2010–2019
Das heilende Salböl der Vergebung
April 2016


Das heilende Salböl der Vergebung

Die Vergebung ist ein herrlicher, heilender Grundsatz. Wir brauchen nicht zweimal zum Opfer zu werden. Wir können vergeben.

Alles, was von Gott kommt, ist von Liebe, Licht und Wahrheit umfangen. Doch als Menschen leben wir in einer gefallenen Welt, die mitunter voller Finsternis und Verwirrung ist. Es überrascht nicht, dass Ungerechtigkeiten auftreten, Fehler gemacht und Sünden begangen werden. Infolgedessen gibt es keine Seele, die nicht irgendwann zum Opfer der Unachtsamkeit oder des verletzenden oder gar sündigen Verhaltens eines anderen wird. So etwas erleben wir alle.

Glücklicherweise hat Gott in seiner Liebe und Barmherzigkeit seinen Kindern einen Weg bereitet, wie sie die zeitweise turbulenten Erfahrungen des Lebens bewältigen können. Er hat einen Ausweg für alle geschaffen, die den Übeltaten anderer zum Opfer fallen. Er hat uns verkündet, dass wir vergeben können! Wir mögen zwar einmal zum Opfer werden, doch brauchen wir es nicht noch ein zweites Mal werden, indem wir Hass, Bitterkeit, Schmerz, Groll oder gar Rachegelüste wie eine Last mit uns herumtragen. Wir können vergeben und dadurch frei sein!

Vor vielen Jahren drang ein kleiner Holzsplitter in meinen Finger, als ich einen Zaun ausbesserte. Ich versuchte eher nachlässig, den Splitter zu entfernen, und dachte, er sei nicht mehr da, aber dem war offenbar nicht so. Im Laufe der Zeit wuchs Haut über den Splitter und es entstand ein Knoten an meinem Finger. Das hat mich gestört und tat manchmal weh.

Jahre später beschloss ich, endlich etwas dagegen zu unternehmen. Ich strich einfach Salbe auf den Knoten und deckte ihn mit einem Verband ab. Dies wiederholte ich öfters.

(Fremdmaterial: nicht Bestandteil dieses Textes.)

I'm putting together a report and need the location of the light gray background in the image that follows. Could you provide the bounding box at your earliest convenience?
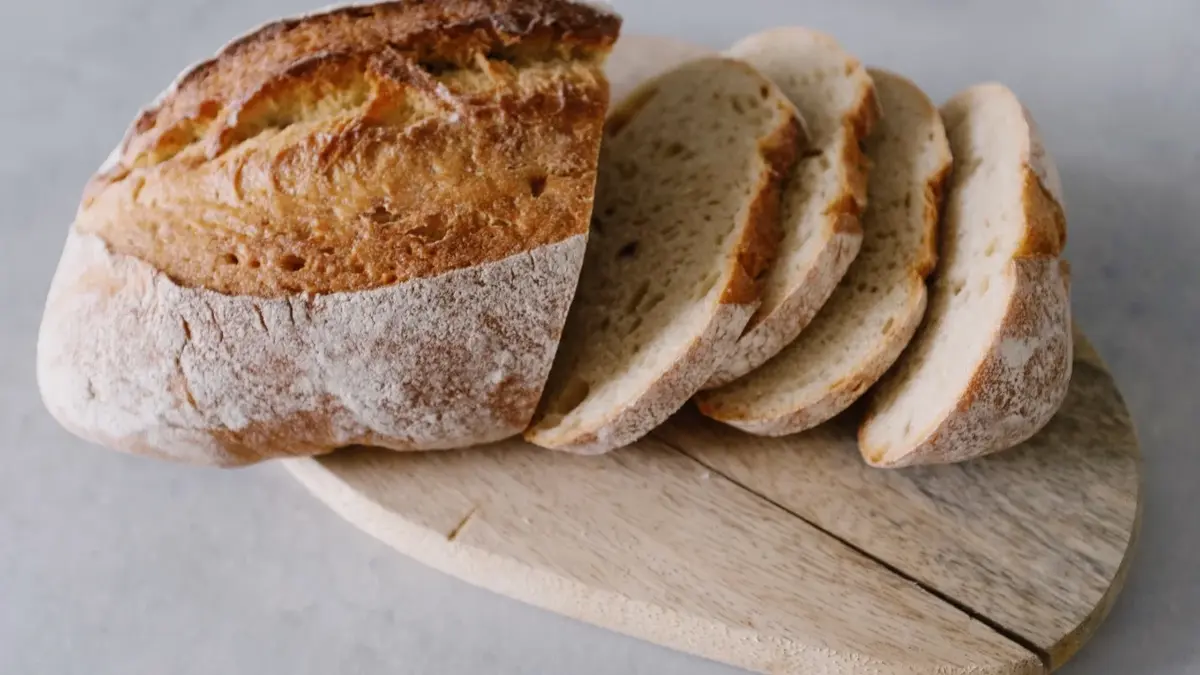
[1,1,1196,673]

Sie können sich nicht vorstellen, wie überrascht ich war, als ich eines Tages den Verband abnahm und der Splitter aus meinem Finger hervorgekommen war.

Die Salbe hatte die Haut weich gemacht und dem, was mir so viele Jahre lang Schmerzen bereitet hatte, einen Ausweg verschafft. Kaum war der Splitter entfernt, heilte der Finger schnell. Heute deutet nichts mehr auf eine Verletzung hin.

In vergleichbarer Weise trägt ein nicht vergebungsbereites Herz so viel unnötigen Schmerz in sich. Wenn wir das heilende Salböl aus dem Sühnopfer des Herrn auftragen, erweicht er unser Herz und hilft uns, uns zu ändern. Er kann die verwundete Seele heilen (siehe Jakob 2:8).

Ich bin überzeugt, dass die meisten von uns vergeben wollen, aber es fällt uns sehr schwer. Wenn wir Ungerechtigkeit erfahren, kommen wir leicht zu dem Schluss: „Dieser Mensch hat einen Fehler begangen. Er verdient eine Strafe. Wo bleibt die Gerechtigkeit?“ Irrigerweise meinen wir, falls wir vergeben, werde der Gerechtigkeit irgendwie nicht Genüge getan und es folge keine Strafe.

Das stimmt einfach nicht. Gott wird eine gerechte Strafe zumessen, denn die Barmherzigkeit kann die Gerechtigkeit nicht berauben (siehe Alma 42:25). Gott versichert Ihnen und mir liebevoll: „Überlasst mir allein den Richterspruch, denn er ist mein, und ich werde vergelten. Friede sei mit euch.“ (LuB 82:23.) Der Prophet Jakob aus dem Buch Mormon hat zudem verheißen: „[Gott] wird euch in euren Bedrängnissen trösten, und er wird sich eurer Sache annehmen und Gerechtigkeit auf diejenigen herabkommen lassen, die nach eurer Vernichtung trachten.“ (Jakob 3:1.)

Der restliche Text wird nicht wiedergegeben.